Ms. Grosvenor said the plot centers around two female leads, mother and daughter, who will be played by Roses Taylor and Katie Montague at the CTC. The daughter, KK, has left the South and become a successful businesswoman in Chicago. She is summoned home because the family’s historic homeplace is about to be put on the market.
“The title is the running joke of the play. KK’s mother has to connect every name mentioned to somebody else she knows. Everybody who sees the play will know somebody who does that,” said Ms. Grosvenor.
“It’s that aspect of Southern culture and how we place everybody — who you know,” said Roses Taylor, who plays KK’s mother, Lillian. “There are themes of old money vs. new money and of reconciliation in the play.”
If the title sounds familiar to CTC patrons, it’s because the play was presented in a staged reading in 2006. That script has been reworked by Ms. Grosvenor and Jamie Lawrence of Birmingham, Ala. Mr. Lawrence formerly taught script analysis at Yale University School of Drama and now is employed with the Alabama Shakespeare Company.
Ms. Grosvenor said finetuning the script has been a two-year process. Having invested his time and effort in the work, Mr. Lawrence agreed to direct the CTC’s production. He is temporarily residing in Chattanooga to do so. His assistance has been funded by a Community Foundation grant, the playwright said.
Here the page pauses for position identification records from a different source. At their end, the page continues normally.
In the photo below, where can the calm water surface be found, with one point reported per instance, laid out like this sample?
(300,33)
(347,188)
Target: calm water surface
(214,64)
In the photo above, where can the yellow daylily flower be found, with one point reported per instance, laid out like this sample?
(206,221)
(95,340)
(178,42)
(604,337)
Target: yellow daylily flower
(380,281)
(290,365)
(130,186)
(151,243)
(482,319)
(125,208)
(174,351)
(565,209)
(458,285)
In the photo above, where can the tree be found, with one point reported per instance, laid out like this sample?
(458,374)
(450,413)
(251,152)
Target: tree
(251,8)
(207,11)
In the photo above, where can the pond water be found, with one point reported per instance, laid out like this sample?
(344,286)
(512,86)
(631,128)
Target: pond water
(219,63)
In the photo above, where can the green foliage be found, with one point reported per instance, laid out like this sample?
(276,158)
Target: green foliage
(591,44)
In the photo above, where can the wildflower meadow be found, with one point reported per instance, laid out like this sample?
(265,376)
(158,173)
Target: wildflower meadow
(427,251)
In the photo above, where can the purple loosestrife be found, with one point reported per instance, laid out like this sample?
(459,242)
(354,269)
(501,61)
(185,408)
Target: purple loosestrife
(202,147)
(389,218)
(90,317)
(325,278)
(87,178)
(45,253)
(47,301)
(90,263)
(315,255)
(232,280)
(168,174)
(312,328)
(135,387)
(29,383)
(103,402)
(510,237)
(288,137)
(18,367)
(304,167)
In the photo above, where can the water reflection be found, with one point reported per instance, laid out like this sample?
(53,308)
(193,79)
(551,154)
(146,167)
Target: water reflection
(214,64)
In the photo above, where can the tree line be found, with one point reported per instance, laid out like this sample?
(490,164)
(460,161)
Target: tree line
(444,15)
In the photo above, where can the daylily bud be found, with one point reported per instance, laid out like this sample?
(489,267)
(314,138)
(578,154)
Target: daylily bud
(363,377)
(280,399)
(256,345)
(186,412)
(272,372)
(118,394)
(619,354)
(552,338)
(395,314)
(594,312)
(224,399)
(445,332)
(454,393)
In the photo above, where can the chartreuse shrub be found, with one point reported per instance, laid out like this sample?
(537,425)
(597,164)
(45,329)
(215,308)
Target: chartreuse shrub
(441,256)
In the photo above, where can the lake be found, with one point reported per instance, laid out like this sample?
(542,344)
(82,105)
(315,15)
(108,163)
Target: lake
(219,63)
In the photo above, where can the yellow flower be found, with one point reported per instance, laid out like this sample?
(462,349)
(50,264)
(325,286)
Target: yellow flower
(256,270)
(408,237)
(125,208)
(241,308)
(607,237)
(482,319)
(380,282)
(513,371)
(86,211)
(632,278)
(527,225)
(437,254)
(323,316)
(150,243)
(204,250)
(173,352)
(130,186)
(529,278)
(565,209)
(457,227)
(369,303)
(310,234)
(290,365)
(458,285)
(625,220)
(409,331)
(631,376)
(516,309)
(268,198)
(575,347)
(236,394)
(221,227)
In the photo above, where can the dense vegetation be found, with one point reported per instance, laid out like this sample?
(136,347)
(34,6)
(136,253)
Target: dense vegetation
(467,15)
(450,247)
This is Ms. Grosvenor’s second production to be staged. “Willie Beavers,” the first play in a trilogy about the death of Medgar Evers in Mississippi, was presented twice in New York City at Love Creek Productions, a theatrical company that performs new works. “Willie Beavers” was also presented by a CTC troupe in a state competition.
News releases from the CTC reveal that “Southern Connections” namechecks the Junior League, Colonial Dames and “anyone who has ever been called by a double first name.”
“The play has a lot of fun in it,” Ms. Taylor said. “Even though there are little conflicts within the play, there is a lot of love and affection and loyalty.
“It’s not a trivial play. There are very strong themes that almost everybody experiences, and they are done in such a healing, light and joyful way,” the actress said.
“All the characters are drawn with love,” said Ms. Grosvenor. “It just pokes gentle fun at our Southern stereotypes and the culture shock of returning to the South. I hope the audience recognizes themselves and their friends onstage, and that they can laugh and have a new perspective about things.”